L’impact sur la santé, et notamment la santé mentale,  ressort particulièrement : les salariés qui déclarent recevoir des reproches de leur entourage signalent plus souvent une santé perçue comme "altérée". Et les femmes vivent particulièrement mal ces reproches plus que les hommes. 41% des femmes (contre  29% des hommes) qui font état de difficultés avec leurs proches déclarent que leur état de santé est "assez bon, mauvais pou très mauvais", contre 28% de femmes et 19% d’hommes qui n’ont pas de difficultés avec leur entourage. Même chose pour les troubles du sommeil.

Plus encore, 26% des femmes qui font part de reproches de leur entourage présentent un syndrome dépressif. "C’est le résultat le plus étonnant. Cela nous a surpris, et notamment l'écart considérable avec les hommes (11%)", note Thomas Coutrot, chef du département 'conditions de travail et santé' de la Dares. La probabilité de présenter un syndrome dépressif est en effet multipliée par deux chez les femmes quand elles sont confrontées à des reproches. "En fait, les hommes déclarent subir autant de reproches que les femmes, mais cela ne les affecte pas de la même façon", constate Thomas Coutrot. L’explication, là encore, reste une hypothèse. "Même si aujourd’hui les femmes sont de plus en plus nombreuses à être salariées, les représentations sexuées persistantes pourraient expliquer le lien plus important entre reproches de l’entourage et santé psychique des femmes", indique Maryline Bèque.

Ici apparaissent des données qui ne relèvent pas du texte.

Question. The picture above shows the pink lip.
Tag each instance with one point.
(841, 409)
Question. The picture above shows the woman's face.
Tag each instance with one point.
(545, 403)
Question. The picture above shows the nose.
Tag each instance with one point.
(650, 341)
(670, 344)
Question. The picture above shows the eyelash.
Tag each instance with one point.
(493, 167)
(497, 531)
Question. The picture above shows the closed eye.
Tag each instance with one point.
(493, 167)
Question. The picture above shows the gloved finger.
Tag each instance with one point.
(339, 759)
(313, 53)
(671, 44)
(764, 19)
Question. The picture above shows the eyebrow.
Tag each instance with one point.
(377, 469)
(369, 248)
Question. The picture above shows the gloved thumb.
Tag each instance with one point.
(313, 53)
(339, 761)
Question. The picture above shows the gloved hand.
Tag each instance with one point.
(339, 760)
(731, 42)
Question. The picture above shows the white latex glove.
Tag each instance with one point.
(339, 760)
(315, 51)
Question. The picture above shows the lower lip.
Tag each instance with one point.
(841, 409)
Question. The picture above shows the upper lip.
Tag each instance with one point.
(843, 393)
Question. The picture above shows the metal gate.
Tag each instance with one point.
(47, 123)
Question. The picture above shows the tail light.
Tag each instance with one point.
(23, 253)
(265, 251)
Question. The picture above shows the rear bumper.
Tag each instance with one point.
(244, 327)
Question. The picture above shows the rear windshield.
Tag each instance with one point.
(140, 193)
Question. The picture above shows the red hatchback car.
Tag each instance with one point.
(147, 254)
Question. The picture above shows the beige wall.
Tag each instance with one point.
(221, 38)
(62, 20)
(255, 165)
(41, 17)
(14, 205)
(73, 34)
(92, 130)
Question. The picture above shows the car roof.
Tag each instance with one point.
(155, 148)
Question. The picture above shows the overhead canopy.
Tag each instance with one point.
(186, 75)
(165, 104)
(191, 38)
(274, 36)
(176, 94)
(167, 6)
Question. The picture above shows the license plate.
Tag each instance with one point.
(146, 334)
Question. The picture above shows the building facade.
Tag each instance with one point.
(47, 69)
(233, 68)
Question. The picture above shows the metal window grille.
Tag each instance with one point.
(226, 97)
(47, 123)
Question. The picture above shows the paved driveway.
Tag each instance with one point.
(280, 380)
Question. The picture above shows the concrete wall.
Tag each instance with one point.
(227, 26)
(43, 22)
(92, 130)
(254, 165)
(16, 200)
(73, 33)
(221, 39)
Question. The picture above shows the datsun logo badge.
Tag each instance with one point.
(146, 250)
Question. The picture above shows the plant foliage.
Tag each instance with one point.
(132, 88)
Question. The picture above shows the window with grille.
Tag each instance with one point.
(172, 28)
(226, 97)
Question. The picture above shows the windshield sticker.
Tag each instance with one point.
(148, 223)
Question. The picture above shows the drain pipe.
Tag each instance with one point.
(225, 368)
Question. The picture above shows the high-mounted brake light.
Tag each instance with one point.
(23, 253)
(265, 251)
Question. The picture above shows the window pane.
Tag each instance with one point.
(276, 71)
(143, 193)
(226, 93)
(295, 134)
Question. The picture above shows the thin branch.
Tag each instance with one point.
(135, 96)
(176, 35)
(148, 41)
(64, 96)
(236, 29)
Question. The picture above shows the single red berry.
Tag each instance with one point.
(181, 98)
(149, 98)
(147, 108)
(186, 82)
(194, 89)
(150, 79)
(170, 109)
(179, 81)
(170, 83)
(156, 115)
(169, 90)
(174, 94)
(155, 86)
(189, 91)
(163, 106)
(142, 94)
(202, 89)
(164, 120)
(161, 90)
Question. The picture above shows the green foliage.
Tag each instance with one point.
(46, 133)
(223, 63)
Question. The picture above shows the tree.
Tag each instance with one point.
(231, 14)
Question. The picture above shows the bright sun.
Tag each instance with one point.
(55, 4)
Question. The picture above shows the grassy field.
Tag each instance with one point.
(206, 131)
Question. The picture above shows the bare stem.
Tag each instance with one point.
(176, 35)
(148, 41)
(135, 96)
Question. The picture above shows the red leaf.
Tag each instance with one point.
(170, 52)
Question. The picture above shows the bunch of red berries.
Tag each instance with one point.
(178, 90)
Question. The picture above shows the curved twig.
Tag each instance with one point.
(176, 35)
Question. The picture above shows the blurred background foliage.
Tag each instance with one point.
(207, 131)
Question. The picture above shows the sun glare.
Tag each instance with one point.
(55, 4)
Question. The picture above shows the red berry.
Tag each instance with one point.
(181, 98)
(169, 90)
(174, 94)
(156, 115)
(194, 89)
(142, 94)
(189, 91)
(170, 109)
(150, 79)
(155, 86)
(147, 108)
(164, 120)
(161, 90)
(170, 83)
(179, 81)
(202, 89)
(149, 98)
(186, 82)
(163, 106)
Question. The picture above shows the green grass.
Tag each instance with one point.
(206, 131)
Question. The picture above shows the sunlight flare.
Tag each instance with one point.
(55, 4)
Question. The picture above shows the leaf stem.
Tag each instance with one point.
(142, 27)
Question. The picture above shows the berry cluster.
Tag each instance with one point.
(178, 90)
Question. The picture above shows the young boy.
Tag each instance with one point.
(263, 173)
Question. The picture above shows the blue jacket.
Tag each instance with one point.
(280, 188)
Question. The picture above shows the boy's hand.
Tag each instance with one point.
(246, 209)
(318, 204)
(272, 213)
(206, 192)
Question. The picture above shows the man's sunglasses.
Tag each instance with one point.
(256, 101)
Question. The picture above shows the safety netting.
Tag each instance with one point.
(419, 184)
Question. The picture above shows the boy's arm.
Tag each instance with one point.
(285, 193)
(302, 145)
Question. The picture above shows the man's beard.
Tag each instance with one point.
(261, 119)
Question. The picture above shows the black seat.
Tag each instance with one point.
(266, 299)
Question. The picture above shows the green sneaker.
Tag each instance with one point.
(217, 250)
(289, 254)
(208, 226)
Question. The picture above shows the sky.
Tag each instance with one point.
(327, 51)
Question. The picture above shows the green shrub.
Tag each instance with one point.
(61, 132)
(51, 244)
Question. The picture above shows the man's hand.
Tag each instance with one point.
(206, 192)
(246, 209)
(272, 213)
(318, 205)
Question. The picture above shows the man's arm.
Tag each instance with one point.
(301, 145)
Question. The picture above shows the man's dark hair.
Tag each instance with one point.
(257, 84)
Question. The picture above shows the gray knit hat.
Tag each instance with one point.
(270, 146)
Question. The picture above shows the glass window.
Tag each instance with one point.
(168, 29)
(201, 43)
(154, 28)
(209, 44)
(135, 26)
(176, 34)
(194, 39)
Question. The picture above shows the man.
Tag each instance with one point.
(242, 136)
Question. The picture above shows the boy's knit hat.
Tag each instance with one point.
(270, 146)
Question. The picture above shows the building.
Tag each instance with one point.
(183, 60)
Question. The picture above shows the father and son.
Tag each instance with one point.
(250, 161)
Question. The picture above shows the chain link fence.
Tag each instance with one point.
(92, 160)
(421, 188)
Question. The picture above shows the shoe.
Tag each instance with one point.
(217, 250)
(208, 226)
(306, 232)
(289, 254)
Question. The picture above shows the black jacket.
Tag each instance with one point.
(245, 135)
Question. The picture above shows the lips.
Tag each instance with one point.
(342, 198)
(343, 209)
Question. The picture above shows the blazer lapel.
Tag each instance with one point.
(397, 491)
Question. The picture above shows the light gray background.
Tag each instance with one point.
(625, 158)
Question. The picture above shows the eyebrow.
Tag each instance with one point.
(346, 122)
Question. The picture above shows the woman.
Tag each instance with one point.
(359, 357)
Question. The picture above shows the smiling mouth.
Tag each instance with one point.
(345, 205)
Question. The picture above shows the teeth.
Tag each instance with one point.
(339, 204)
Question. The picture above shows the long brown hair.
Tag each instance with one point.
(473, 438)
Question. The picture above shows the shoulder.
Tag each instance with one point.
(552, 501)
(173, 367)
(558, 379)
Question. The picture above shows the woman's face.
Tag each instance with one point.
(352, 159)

Ce qui améliore la conciliation

L’étude montre que le travail à temps partiel facilite la conciliation entre vie pro et vie perso : seuls 9% des salariés travaillant à temps partiel rapportent ainsi des reproches de leur entourage, contre 14% pour les salariés à temps plein. Ce mode de travail est pratiqué par un tiers des femmes (contre 6% des hommes), qui disent l'avoir choisi d'abord pour s’occuper des enfants.

Autre élément qui favorise les temps de vie, le soutien social au travail. "Le fait de pouvoir être aidé de ses collègues ou supérieurs hiérarchiques améliore l’équilibre et contribue à baisser le sentiment de pression", énonce Maryline Bèque. De même, les personnes qui ont de l’autonomie dans leur travail ou davantage de marges de manœuvre connaissent moins de difficultés. Idem pour les salariés qui peuvent modifier leurs horaires en s’arrangeant avec les collègues.